There’s a line of dogs on leads, or being held by their owners. One by one they get an injection. It’s an injection that may save them from a slow and painful death. There are no French bulldogs or cockapoos or labradoodles here. These are the dogs of a village in rural Tanzania getting their rabies vaccination. Over the course of a typical day’s vaccination campaign several hundred dogs may get their jab – and even a handful of cats and kittens.
Ayubu Nnko with a recently vaccinated dog
The vaccinations are the work of a grassroots rabies social entrepreneur, Ayubu Nnko. He’s a softly spoken Tanzanian with a background in journalism, and a project management and business administration graduate who stumbled into rabies vaccination around 10 years ago. He met a gunmen walking around one of these villages shooting the dogs, on the suspicion they might have rabies. When a rabies case occurred children were locked up and couldn’t go to school as a precaution. He was appalled.
Rabies is not like Covid-19. It can only be transmitted by saliva or blood. It is dog bites that typically spread rabies. The animal foam at the mouth and go rabid, and bite anything they come across. That is usually how humans get rabies – through a dog attack. Rabies is a particularly nasty disease because the dogs who contract it become very violent and have a fear of water. People who get rabies have hallucinations and can’t drink water. Once the symptoms of rabies show, there are no treatments. It’s a horrible way to die. It means fear of contracting rabies, is often as big a problem as the disease itself, which is why people take the drastic step of randomly shooting dogs.
The actual rabies vaccination is quick and painless
Rabies is also not like Covid-19, because rabies has one of the oldest and most effective vaccines known. Back in 1885 (yes 140 years ago) Louise Pasteur injected a 9-year-old boy with his new rabies vaccine and it saved his life. But if rabies is the oldest vaccine – why are dogs and people still being infected with it?
The reason for that is complicated. It isn’t because the vaccine is expensive: maybe £1 a dog. Indeed people are typically not even vaccinated – their animals are.

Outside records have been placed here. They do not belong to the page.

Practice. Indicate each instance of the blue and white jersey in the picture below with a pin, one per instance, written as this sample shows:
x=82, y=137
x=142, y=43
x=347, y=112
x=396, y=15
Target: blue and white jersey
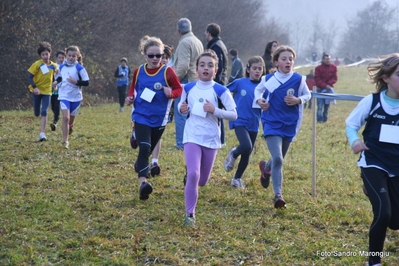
x=125, y=79
x=156, y=112
x=248, y=117
x=66, y=90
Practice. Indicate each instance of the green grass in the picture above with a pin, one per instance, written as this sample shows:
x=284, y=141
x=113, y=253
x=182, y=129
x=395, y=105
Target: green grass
x=81, y=206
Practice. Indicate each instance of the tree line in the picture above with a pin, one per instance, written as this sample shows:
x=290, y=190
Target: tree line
x=108, y=30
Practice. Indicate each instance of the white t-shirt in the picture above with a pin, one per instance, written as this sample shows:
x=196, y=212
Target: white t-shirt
x=205, y=131
x=68, y=91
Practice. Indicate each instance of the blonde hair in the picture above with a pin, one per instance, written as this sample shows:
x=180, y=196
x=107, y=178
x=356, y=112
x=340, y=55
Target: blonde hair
x=148, y=41
x=384, y=67
x=283, y=48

Rabies persists because it’s nobody’s focus of attention, because the vaccine’s protection only last for a year or two, and perhaps because the real sufferers are dogs not people. It’s also poverty and lack of understanding about the disease that contribute to the problem.

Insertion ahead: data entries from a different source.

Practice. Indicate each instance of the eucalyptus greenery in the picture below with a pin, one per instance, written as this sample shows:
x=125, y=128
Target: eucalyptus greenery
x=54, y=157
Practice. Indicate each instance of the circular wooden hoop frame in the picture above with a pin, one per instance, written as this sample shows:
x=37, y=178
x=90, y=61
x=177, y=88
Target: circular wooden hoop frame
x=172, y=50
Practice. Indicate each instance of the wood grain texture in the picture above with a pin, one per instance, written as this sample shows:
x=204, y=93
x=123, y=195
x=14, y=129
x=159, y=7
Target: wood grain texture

But Ayubu Nnko has made it his mission to change that in one small province of rural Tanzania where rabies cases were particularly bad. He started by asking his friends not to buy him a beer but pay for a rabies vaccination. Since 2019 he has been getting funds from a small grant-maker I am a trustee of. He and his team have vaccinated so far over 6000 dogs, and the results are impressive. Cases of rabies in the Mkalama district have reduced from 180 over 6 months to just 2 or 3. Vaccination rates need to be at around 70% of dogs to stop or slow transmission rates.
Even cats & kittens get vaccinated
Alongside the vaccinations Ayubu and his team at Education for African Animals Welfare (EAAW) have been running education campaigns in the areas where they do vaccinations. So locals understand how vaccinations work; that villagers need to vaccinate their cats as well as their dogs; that a hungry dog wanders looking for food and may meet hyaenas or other animals carrying the disease, and that caring for their pets is the best way of reducing the chances of them catching rabies.
Ayubu grew up in poverty in Manyara in the northern part of Tanzania near Lake Manyara National Park, the fourth born among 8 children. His parents could only afford enough for staple meals. He remembers walking 13 Kilometres to school so he could save the bus fare for his school fees. He realised early on that he would need to work hard and save like crazy, if he was to get a good education. So he worked in a variety of restaurants day and night. As a result of his hard work, he managed to educate himself, and pay for his siblings school fees and support his parents with medical expenses and other needs.
I have known Ayubu for 5 years now. I met him when my wife sat next to him at a Dogs Trust conference, and they started chatting. My huge admiration for him and his work comes from the fact that he has created the rabies campaigns himself, from the bottom up. There are no western agencies coming in with dozens of volunteers, or pots of money, to do mass vaccination campaigns. Dogs Trust International have recently helped with a vehicle and other costs, but he has to find the cost of the vaccines and accessories elsewhere. I don’t think there are even many examples of grassroots rabies campaigns that he could copy. He saw a need to vaccinate dogs, rather than shoot them, to help reduces human and animal suffering, and he made it happen from the bottom up, in one small part of Tanzania.